Abstract

Acute Limb Ischemia (ALI) of the lower limb is defined as a sudden drop in arterial limb perfusion, which is a medical emergency requiring prompt intervention with high amputation and mortality rates in the absence of revascularization. This observational, analytical, and retrospective cohort study with longitudinal follow-up aimed to confirm the relevance of the preoperative inflammatory biomarkers neutrophil-to-lymphocyte ratio (NLR) and platelet-to-lymphocyte ratio (PLR) in predicting the 30-day poor prognosis of patients with Rutherford classification (RC) grades II and III ALI. The ROC analysis found a strong association of an NLR > 4.33 with all studied outcomes, while a PLR > 143.34 was associated with all studied outcomes, except the composite endpoint in all RC stages.
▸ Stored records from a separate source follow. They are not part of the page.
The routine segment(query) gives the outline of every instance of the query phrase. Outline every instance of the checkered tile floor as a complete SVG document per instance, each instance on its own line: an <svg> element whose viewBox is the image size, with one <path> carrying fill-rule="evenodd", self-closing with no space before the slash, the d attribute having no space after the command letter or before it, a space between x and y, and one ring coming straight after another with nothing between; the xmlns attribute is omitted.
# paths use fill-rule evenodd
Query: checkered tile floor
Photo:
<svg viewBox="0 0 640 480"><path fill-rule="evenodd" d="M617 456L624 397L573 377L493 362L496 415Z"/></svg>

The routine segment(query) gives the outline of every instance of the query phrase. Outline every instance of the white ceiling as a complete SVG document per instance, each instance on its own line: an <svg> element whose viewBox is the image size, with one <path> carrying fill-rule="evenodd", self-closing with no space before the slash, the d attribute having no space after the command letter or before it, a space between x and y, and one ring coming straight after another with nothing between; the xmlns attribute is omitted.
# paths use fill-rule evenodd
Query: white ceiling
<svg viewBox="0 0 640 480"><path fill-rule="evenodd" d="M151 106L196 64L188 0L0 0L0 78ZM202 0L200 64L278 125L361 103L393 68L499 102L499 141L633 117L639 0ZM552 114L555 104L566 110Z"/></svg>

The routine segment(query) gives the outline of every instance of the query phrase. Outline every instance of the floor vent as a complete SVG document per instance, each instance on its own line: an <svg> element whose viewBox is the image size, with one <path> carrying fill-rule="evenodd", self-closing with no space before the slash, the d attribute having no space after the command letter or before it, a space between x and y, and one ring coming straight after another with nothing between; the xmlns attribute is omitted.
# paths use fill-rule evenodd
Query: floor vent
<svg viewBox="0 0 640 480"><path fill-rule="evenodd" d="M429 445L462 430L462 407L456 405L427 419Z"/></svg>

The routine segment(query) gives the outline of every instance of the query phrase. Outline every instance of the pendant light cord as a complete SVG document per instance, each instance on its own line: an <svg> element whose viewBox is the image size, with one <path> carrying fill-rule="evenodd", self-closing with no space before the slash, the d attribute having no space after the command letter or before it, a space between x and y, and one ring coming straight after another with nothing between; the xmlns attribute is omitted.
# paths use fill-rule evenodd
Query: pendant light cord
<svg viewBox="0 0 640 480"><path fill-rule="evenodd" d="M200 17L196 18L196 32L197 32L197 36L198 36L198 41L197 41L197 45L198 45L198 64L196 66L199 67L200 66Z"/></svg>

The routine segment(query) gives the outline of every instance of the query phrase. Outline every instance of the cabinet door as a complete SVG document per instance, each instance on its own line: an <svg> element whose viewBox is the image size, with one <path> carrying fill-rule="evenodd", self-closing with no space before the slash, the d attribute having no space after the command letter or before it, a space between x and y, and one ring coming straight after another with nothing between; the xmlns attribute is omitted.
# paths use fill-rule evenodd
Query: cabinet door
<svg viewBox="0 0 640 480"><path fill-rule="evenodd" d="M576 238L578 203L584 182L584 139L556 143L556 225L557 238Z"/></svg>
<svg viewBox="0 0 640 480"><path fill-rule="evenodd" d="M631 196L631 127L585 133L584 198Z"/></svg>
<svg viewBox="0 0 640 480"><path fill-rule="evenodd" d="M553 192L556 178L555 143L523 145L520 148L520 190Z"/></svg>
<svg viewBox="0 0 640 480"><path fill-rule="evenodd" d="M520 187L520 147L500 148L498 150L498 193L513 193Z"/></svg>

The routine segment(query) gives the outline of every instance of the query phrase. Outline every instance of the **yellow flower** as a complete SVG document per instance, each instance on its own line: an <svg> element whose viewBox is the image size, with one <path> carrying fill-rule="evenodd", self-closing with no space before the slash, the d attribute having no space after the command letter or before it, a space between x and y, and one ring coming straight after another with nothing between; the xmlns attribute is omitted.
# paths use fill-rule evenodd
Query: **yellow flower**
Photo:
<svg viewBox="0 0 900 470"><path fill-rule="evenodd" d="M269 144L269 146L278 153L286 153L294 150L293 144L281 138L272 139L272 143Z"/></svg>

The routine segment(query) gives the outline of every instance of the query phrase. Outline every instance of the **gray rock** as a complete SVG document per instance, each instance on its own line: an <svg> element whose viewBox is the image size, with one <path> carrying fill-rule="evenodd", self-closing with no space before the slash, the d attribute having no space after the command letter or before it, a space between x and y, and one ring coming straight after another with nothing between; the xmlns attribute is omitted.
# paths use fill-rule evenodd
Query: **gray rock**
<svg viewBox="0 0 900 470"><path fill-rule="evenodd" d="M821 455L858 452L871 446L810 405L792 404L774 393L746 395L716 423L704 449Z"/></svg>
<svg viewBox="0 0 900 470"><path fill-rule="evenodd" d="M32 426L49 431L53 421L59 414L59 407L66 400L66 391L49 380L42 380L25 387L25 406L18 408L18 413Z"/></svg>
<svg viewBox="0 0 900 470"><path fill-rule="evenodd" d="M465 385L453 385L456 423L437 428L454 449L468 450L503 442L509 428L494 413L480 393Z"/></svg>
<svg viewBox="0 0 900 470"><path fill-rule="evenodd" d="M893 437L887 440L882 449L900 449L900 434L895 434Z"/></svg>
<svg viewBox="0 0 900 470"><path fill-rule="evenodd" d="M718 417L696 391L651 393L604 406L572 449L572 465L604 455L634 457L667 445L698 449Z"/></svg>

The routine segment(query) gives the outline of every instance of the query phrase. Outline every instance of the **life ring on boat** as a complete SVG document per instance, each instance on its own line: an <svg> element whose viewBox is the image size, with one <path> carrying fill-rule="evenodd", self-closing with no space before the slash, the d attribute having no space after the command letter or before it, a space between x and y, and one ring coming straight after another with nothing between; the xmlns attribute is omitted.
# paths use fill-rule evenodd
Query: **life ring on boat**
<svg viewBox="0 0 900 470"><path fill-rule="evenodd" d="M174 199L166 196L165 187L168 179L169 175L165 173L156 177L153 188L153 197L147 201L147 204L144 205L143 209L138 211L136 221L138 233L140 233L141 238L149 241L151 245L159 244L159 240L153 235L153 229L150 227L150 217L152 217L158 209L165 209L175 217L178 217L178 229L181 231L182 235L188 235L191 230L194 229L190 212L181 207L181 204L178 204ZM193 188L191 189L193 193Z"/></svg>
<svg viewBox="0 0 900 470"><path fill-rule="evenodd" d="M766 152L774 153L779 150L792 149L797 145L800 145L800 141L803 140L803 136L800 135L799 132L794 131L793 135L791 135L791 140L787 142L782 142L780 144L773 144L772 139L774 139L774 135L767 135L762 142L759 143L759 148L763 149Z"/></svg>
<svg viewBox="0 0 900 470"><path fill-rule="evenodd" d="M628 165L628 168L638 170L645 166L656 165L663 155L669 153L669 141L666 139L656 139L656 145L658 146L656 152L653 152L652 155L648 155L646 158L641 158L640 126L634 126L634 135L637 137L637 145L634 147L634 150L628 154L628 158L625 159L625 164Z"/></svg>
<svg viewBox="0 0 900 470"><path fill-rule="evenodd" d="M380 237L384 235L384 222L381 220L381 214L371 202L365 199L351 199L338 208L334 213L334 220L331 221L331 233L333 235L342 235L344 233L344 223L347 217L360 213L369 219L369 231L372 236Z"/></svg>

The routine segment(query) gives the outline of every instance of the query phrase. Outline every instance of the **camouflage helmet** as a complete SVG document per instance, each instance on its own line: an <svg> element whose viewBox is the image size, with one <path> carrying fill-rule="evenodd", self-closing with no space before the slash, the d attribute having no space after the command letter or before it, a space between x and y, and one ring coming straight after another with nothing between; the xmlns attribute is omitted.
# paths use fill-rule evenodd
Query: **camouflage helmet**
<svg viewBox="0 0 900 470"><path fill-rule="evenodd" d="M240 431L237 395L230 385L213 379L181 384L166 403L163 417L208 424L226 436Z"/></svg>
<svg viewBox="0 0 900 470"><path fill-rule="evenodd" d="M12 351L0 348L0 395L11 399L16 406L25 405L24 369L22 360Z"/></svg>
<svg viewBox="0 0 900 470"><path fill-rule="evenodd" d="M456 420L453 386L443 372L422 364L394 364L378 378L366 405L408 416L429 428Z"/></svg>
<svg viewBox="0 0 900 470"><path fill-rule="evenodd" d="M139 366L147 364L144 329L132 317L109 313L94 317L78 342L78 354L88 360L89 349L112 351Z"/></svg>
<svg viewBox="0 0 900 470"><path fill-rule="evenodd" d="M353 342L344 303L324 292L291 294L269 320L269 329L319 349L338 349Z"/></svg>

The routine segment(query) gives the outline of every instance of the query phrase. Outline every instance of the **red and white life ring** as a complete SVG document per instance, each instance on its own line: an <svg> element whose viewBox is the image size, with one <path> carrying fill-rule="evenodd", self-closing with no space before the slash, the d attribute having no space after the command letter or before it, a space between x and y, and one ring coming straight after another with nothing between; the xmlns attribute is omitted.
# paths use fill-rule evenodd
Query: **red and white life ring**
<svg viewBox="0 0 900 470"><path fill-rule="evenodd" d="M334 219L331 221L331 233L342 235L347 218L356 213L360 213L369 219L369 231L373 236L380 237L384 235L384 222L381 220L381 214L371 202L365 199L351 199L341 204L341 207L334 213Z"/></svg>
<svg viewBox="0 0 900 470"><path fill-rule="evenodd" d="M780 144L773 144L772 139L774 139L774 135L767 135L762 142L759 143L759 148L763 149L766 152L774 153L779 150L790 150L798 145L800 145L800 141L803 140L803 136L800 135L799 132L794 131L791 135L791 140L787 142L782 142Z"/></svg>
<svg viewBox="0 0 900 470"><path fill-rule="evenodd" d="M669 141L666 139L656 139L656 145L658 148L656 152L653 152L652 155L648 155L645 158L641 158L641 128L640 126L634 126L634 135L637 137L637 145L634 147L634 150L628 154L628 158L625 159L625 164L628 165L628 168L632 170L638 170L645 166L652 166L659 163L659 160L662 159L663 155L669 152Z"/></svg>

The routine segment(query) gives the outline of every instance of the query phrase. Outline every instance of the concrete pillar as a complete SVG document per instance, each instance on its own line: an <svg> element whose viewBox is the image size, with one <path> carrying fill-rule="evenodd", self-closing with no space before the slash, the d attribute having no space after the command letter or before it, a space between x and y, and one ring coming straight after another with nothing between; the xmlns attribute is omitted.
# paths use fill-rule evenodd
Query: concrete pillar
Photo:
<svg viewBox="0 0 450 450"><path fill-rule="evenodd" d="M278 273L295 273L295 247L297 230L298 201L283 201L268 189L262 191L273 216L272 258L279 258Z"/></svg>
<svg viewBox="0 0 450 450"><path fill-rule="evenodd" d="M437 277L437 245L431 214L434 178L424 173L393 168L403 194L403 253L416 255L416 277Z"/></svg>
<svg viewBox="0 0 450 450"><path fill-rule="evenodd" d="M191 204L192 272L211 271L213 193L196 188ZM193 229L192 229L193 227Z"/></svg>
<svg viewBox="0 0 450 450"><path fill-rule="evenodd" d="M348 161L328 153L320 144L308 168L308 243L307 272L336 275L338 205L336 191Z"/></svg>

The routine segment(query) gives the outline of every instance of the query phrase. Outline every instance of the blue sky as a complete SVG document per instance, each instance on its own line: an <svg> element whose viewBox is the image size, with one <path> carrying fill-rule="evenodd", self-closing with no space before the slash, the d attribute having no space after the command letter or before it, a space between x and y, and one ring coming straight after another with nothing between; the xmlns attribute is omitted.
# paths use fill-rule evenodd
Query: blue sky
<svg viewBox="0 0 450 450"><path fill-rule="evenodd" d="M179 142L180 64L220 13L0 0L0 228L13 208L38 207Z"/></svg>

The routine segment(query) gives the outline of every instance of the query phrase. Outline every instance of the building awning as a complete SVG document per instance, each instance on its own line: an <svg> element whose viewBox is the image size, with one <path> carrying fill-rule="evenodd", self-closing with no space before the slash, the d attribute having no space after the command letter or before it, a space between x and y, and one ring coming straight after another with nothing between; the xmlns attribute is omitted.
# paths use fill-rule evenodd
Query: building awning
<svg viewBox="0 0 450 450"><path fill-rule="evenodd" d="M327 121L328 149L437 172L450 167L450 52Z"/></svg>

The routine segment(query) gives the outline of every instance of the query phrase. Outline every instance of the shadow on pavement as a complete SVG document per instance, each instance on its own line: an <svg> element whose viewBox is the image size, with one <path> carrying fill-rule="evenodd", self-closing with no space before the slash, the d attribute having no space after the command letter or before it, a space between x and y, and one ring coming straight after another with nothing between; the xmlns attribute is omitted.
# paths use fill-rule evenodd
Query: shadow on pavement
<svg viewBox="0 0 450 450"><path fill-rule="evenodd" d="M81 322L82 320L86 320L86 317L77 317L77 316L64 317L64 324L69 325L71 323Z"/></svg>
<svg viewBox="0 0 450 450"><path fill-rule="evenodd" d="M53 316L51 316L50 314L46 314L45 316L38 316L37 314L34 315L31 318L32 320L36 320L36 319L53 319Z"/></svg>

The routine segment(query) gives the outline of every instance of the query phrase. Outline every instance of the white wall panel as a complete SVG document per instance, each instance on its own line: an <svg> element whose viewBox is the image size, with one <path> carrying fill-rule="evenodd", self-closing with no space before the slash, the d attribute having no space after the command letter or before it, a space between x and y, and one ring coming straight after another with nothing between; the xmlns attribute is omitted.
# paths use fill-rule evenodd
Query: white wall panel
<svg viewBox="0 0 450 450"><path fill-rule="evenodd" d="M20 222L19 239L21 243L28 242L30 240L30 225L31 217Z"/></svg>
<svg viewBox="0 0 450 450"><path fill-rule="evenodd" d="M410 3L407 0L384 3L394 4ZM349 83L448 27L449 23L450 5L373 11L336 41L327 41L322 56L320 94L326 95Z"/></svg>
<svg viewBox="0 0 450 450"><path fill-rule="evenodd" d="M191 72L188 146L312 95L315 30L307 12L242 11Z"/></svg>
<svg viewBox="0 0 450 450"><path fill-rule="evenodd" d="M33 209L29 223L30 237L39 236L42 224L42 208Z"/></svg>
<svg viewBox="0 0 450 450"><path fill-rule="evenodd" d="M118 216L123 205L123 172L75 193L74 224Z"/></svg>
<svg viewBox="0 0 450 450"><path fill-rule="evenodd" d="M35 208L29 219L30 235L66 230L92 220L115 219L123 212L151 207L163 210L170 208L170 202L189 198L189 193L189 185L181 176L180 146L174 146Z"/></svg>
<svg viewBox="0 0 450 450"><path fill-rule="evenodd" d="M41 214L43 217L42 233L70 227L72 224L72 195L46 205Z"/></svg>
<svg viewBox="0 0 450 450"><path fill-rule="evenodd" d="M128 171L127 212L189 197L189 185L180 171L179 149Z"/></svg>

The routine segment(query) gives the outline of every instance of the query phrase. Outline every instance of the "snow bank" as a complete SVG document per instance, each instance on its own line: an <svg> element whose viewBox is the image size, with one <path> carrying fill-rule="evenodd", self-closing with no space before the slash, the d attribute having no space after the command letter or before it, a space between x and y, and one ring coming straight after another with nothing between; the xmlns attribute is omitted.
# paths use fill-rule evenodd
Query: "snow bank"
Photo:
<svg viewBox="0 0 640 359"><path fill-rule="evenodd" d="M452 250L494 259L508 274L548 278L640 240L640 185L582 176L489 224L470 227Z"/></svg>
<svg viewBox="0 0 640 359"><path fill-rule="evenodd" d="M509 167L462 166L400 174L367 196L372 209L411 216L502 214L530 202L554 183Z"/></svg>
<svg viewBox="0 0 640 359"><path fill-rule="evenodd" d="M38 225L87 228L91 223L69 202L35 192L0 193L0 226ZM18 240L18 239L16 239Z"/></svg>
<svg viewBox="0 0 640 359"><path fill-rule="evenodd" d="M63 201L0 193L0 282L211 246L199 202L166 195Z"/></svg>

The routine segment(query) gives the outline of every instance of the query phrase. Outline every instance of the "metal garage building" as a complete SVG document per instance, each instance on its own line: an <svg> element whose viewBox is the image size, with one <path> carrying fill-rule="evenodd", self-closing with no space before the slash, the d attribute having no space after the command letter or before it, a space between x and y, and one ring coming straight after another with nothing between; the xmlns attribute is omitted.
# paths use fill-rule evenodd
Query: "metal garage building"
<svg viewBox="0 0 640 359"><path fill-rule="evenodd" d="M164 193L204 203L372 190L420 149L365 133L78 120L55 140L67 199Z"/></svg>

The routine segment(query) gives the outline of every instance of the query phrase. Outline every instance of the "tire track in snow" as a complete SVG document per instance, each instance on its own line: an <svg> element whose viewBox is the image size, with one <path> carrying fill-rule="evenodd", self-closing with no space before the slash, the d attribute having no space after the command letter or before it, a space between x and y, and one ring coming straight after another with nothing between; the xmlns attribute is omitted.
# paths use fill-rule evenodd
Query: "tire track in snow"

Depending on the optimal cut-off value, the ROC analysis found a higher incidence of all adverse outcomes in all high NLR (>4.33) and high PLR (>143.34) groups. A multivariate analysis showed that a high baseline value for NLR and PLR was an independent predictor of amputation (OR:11.09; 95% CI: 5.48–22.42; p < 0.0001; and OR:8.97; 95% CI: 4.44–18.16; p < 0.0001), mortality (OR:22.24; 95% CI: 9.61–51.47; p < 0.0001; and OR:8.32; 95% CI: 3.90–17.73; p < 0.0001), and composite endpoint (OR:21.93; 95% CI: 7.91–60.79; p < 0.0001; and OR:9.98; 95% CI: 3.89–25.55; p < 0.0001), respectively. Furthermore, for all hospitalized patients, the RC grade III (OR:7.33; 95% CI: 3.73–14.26; p < 0.0001) was an independent predictor of amputation (OR:7.33; 95% CI: 3.73–14.26; p < 0.0001), mortality (OR:8.40; 95% CI: 4.08–17.31; p < 0.0001), and composite endpoint (OR: 10.70; 95% CI: 4.48–25.56; p < 0.0001), respectively. The NLR and PLR are excellent predictors of risks associated with ALI for primary and secondary prevention. Our study showed that increased pre-operative values for NLR and PLR are indicators of a poor outcome in patients with RC grades II and III ALI.